In recent years, there are quite a few things that have happened within the Big Data Ecosystem. Firstly, the market got seriously crowded with big data infrastructure vendors. While open source data infrastructure (MongoDB, Apache Hadoop, Apache Kafka, etc.) emerged to provide a valid solution to big data as a problem statement, legacy data infrastructure providers (Oracle, IBM, HPE, Teradata) latched on this opportunity to provide more viable, managed offerings. These legacy players also addressed their top challenges to support new and growing requirements:
- Improved scalability
- Deeper integration with Hadoop and NoSQL
- Better performance
Secondly, this “crowding up” led to an obvious confusion among customers, amplified by the fact that big data is relatively a recent and complex technology. It’s difficult to ascertain which features really matter for certain business use cases.
The big data vendor landscape can broadly be divided into two kinds of players: the old guard (Oracle, HPE, Teradata, etc.) and the new entrants (Cloudera, Hortonworks, Pivotal, etc.).
It’s important to note here that given how new this technology is, the tradition database players (the old guard) moved very quickly to capture this area. Rightly so, as the demand for traditional database management solutions had plateaued and the advent of big data was seen as a disruption in this space. By our estimates, there are at least 50 players currently in market with enterprise-grade big data offerings.
While early days were marked by vendors adopting and offering built-to-use big data solutions, what we are currently seeing is an all-out battle between these key players. The winner can easily take it all for years to come.
Over 100,000 people subscribe to our newsletter.
See stories of Analytics and AI in your inbox.
We analysed a few big data vendors with an aim to find out what really is beneficial for customers and how each stack up. This is a qualitative comparison and the benefits of each solution might differ based on the customer’s specific use case, industry and other metrics.
Deployment model: Cloud…any cloud
Being available on cloud is a big feature. Most large vendors today have moved to cloud. Traditional players like Microsoft, Oracle, HPE Vertica and Amazon were quick to move to cloud, if not the new entrants.
What differentiates these cloud big data vendors today is being cloud agnostic.
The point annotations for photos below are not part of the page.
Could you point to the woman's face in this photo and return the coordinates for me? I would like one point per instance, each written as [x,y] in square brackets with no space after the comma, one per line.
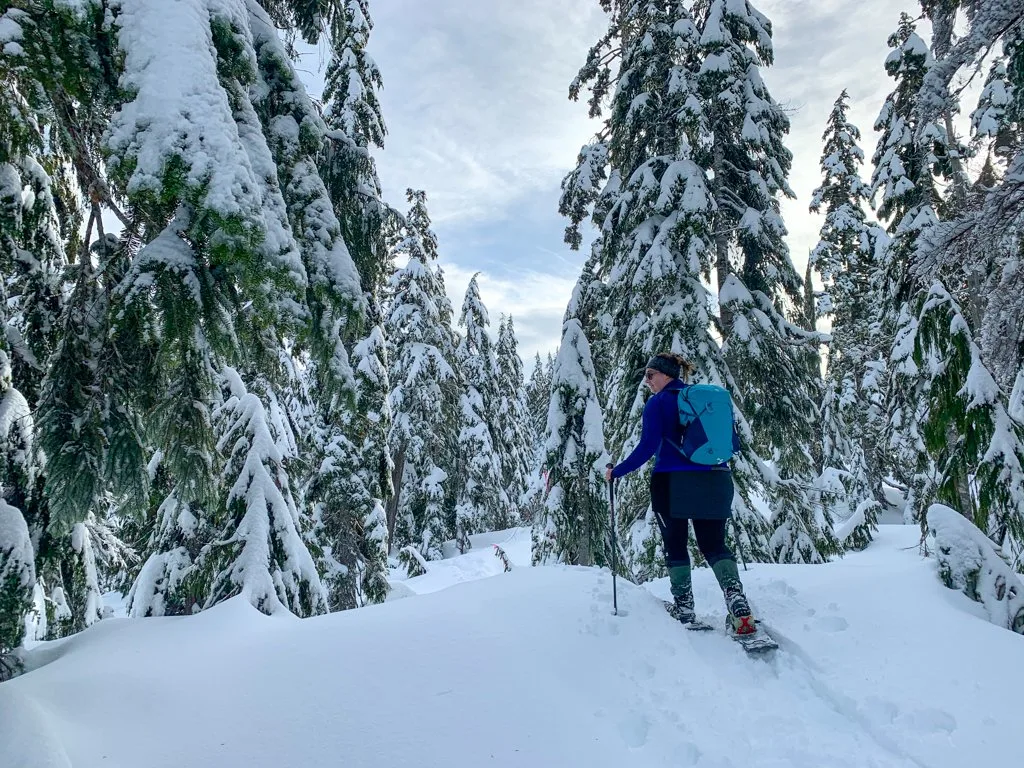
[655,380]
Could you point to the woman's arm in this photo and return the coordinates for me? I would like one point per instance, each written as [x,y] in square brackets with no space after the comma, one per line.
[650,438]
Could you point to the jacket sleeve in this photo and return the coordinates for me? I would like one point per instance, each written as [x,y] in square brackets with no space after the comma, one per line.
[650,438]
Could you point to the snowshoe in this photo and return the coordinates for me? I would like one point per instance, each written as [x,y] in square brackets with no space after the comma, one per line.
[685,615]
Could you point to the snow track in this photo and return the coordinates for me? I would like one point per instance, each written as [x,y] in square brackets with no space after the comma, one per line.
[529,669]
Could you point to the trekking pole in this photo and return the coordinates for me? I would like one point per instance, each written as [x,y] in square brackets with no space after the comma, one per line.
[739,544]
[614,545]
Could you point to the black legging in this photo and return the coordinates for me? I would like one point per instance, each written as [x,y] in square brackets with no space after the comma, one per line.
[676,531]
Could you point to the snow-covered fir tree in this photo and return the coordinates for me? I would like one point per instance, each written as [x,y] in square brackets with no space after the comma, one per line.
[654,209]
[538,394]
[573,524]
[952,284]
[425,391]
[514,428]
[847,257]
[17,467]
[907,197]
[483,502]
[358,455]
[765,346]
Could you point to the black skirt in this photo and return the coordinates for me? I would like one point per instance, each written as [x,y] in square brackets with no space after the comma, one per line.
[698,495]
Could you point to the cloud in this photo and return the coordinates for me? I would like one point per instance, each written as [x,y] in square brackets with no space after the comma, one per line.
[535,299]
[475,100]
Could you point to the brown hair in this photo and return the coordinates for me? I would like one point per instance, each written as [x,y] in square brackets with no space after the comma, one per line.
[686,369]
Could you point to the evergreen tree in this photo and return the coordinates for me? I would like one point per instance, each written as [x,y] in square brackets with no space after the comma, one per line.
[482,502]
[514,429]
[846,256]
[572,525]
[908,199]
[956,306]
[538,395]
[424,390]
[654,213]
[17,561]
[766,351]
[359,451]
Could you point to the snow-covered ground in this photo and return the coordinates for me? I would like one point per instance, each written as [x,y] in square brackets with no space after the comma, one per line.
[879,666]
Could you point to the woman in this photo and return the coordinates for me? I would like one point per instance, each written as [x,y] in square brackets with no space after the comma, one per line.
[682,491]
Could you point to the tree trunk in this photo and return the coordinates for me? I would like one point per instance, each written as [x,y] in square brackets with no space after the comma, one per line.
[721,244]
[392,506]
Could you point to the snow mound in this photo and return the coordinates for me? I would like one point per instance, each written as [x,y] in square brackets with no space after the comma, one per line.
[528,668]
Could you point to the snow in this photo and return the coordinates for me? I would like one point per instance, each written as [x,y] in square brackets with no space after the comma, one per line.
[972,563]
[530,669]
[179,107]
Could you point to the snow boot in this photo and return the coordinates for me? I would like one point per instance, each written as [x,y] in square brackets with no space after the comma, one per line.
[681,607]
[739,610]
[740,619]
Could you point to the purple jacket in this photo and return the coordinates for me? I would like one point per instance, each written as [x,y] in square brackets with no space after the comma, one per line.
[662,433]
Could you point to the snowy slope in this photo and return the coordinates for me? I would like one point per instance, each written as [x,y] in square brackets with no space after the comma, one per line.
[881,666]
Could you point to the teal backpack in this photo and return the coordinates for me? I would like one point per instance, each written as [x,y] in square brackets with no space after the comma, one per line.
[709,428]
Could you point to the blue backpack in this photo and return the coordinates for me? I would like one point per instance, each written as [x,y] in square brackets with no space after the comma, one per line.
[709,429]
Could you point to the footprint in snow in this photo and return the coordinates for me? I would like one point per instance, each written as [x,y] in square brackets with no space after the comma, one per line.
[833,624]
[634,729]
[930,721]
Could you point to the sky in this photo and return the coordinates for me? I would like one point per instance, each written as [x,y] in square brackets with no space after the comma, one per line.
[476,103]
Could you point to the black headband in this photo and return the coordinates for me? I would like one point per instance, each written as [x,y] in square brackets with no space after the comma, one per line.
[668,367]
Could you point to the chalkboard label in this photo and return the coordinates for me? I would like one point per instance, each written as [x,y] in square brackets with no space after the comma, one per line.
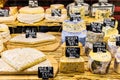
[4,13]
[72,52]
[109,22]
[56,12]
[45,72]
[96,27]
[118,41]
[71,40]
[31,33]
[33,3]
[99,47]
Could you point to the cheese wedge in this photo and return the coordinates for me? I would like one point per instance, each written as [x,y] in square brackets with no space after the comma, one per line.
[99,62]
[22,58]
[68,65]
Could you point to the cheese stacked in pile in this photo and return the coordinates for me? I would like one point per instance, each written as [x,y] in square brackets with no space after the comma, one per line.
[43,42]
[30,15]
[25,61]
[4,33]
[74,28]
[99,62]
[12,16]
[62,15]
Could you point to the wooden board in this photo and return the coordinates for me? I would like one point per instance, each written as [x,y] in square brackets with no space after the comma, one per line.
[52,60]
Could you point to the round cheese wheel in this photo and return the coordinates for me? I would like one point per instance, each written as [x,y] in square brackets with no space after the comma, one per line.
[28,10]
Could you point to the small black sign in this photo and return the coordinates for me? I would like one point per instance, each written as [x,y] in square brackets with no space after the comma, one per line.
[99,47]
[71,40]
[109,22]
[95,27]
[72,52]
[4,13]
[56,12]
[118,41]
[45,72]
[31,32]
[33,3]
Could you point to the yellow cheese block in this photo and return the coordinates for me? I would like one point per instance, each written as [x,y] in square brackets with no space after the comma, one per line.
[68,65]
[57,6]
[82,49]
[28,10]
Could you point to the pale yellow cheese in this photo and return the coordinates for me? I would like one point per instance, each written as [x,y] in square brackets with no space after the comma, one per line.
[68,65]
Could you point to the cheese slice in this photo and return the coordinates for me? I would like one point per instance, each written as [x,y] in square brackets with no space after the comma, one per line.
[68,65]
[82,49]
[22,58]
[99,62]
[41,38]
[28,10]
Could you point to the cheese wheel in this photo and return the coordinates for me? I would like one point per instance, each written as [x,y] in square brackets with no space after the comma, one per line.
[72,26]
[99,62]
[82,50]
[28,10]
[68,65]
[57,6]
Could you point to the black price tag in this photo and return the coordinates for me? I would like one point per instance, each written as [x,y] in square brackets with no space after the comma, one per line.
[72,52]
[31,32]
[109,22]
[56,12]
[71,40]
[33,3]
[118,41]
[4,13]
[96,27]
[45,72]
[99,47]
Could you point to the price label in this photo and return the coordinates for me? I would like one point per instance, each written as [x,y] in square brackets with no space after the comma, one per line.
[71,40]
[118,41]
[72,52]
[31,33]
[56,12]
[109,22]
[33,3]
[105,1]
[4,12]
[45,72]
[96,27]
[99,47]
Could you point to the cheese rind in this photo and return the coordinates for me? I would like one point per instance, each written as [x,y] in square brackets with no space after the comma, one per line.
[23,59]
[99,62]
[68,65]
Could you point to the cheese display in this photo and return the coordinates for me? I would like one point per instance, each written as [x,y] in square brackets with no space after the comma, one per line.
[30,56]
[74,28]
[68,65]
[99,62]
[30,15]
[112,47]
[117,61]
[43,42]
[78,7]
[56,13]
[104,7]
[11,17]
[82,50]
[4,33]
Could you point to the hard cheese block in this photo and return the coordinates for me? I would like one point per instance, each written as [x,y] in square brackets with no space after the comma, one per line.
[81,36]
[30,15]
[68,65]
[82,50]
[56,13]
[22,58]
[99,62]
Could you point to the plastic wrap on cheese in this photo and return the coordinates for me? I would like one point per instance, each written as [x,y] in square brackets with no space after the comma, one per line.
[99,62]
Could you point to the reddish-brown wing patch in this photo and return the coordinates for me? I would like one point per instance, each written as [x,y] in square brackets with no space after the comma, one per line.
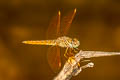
[53,54]
[53,57]
[66,22]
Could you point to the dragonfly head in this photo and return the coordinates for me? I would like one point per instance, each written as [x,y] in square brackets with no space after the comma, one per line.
[75,43]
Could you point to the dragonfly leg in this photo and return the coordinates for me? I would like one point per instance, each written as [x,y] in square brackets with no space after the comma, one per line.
[66,53]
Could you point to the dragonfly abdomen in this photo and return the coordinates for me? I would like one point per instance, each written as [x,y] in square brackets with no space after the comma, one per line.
[41,42]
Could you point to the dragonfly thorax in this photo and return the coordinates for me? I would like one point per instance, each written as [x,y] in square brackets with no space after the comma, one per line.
[67,42]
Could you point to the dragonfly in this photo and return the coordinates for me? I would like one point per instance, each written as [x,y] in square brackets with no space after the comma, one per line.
[56,37]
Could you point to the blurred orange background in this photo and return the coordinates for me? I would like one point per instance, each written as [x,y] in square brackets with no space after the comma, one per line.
[96,25]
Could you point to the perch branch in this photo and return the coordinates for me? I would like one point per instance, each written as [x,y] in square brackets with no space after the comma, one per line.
[72,67]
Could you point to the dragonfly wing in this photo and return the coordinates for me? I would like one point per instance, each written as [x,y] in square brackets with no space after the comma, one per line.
[53,57]
[66,22]
[54,27]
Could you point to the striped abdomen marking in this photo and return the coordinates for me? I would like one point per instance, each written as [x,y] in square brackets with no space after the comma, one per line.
[41,42]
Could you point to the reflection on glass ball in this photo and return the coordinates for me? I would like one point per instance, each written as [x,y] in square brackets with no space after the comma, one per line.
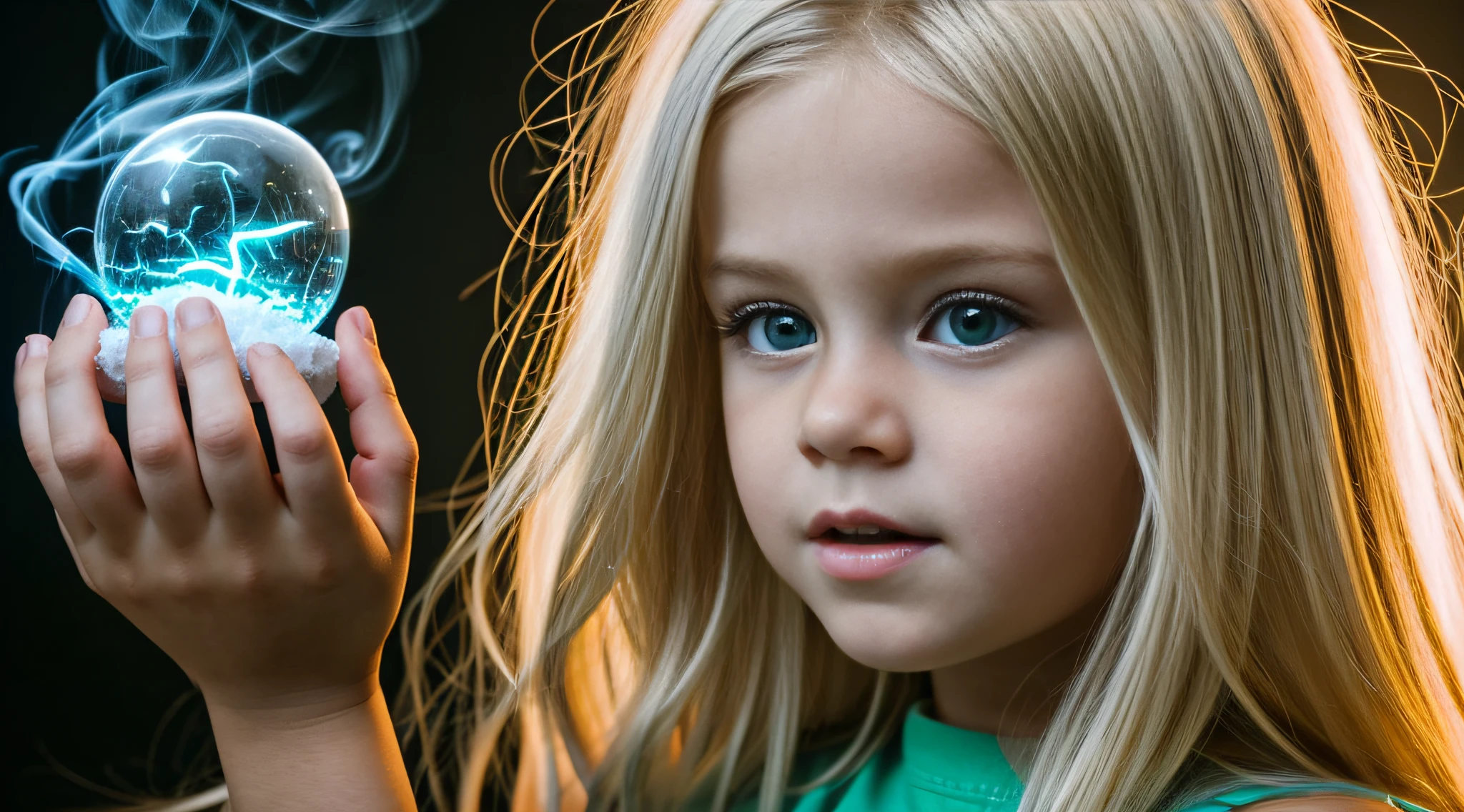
[226,204]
MS HDInsight is on Azure, AmazonEMR is on AWS. This is where HPE Vertica scores big.
The idea behind expanded cloud integration is to “enable users to run Vertica in the cloud, that is relevant to them, without being locked into a particular cloud.” The multi-cloud integration is in line with HPE’s strategy of helping customers accelerate their digital transformation. As part of the latest release, HPE Vertica 8 now supports Microsoft Azure Cloud and the new release also features expanded AWS support with access to S3.
On a global level, traditional database players have built custom hardware around commodity components, and core revenues are derived from huge maintenance costs. With a Draconian pricing model and the vendor lock-in period, these database giants’ supremacy is challenged by a cheaper, more cost-effective option.
Vertica has one of the most of moderately priced licenses, as compared to other players (which also require a great deal of effort in configuration). Apart from big licensing fees from other vendors, most deployments also need large teams to deploy and run. On the other hand, Vertica requires few specialists and configuration requirements can be handled by traditional developers. It’s here that HPE Vertica has made a huge play and is nipping at competitors’ heels with the the most price-effective option.
Moreover, the subscription-based model reduces the entry barrier for small players and it seems to have paid off well in India. This allows SMBs to adopt the platform by paying a lesser amount upfront, and not worry about “vendor lock-in.”
Cross-platform big data tools score higher here. And this is where most players falter. New entrants like Cloudera and Hortonworks are tied closely with Hadoop. Databricks is Spark. Vertica 8, on the other hand, has extensive integrations to Apache Spark, HDFS and Kafka as well, which means that customers can analyse data as it is without transforming or moving it.
Vertica is packed with built-in prediction modelling, sentiment and geospatial analytical capabilities that gives it an edge over other competitors. As part of the latest release, Vertica also has support for native machine-learning algorithms. Under the new release, for in-database machine learning, the parallel machine learning algorithms have been brought inside Vertica, so that users can effectively analyse data and make predictions without exporting it out of Vertica. Most platforms today do not offer a built-in data science capabilities.
Here are our final thoughts. If you are looking at sheer number-crunching ability of heavy data sets and prefer a SQL database, go for Vertica—as data loads quickly and is best for heavy-duty queries. In many ways, Vertica can be utilized for small and big enterprises alike and it is best for intensive business intelligence. If you want a true columnar storage option, Vertica also has the best analytics platform capabilities, so it is the ideal fit.
Now, with data management headed for the cloud, the DB wars will now be fought in the cloud rather than on premise. Competitors such as Amazon Redshift, Cloudera and Snowflake Computing offer more cloud elasticity.
No matter where we stand today, the course from here on would decide much of big data’s future. Very soon, other players would adopt these features and be competition ready. The space itself might see changes, given all the technological advancement that’s happening so quickly with big data. There’s no clear winner as of now, but that might change very soon.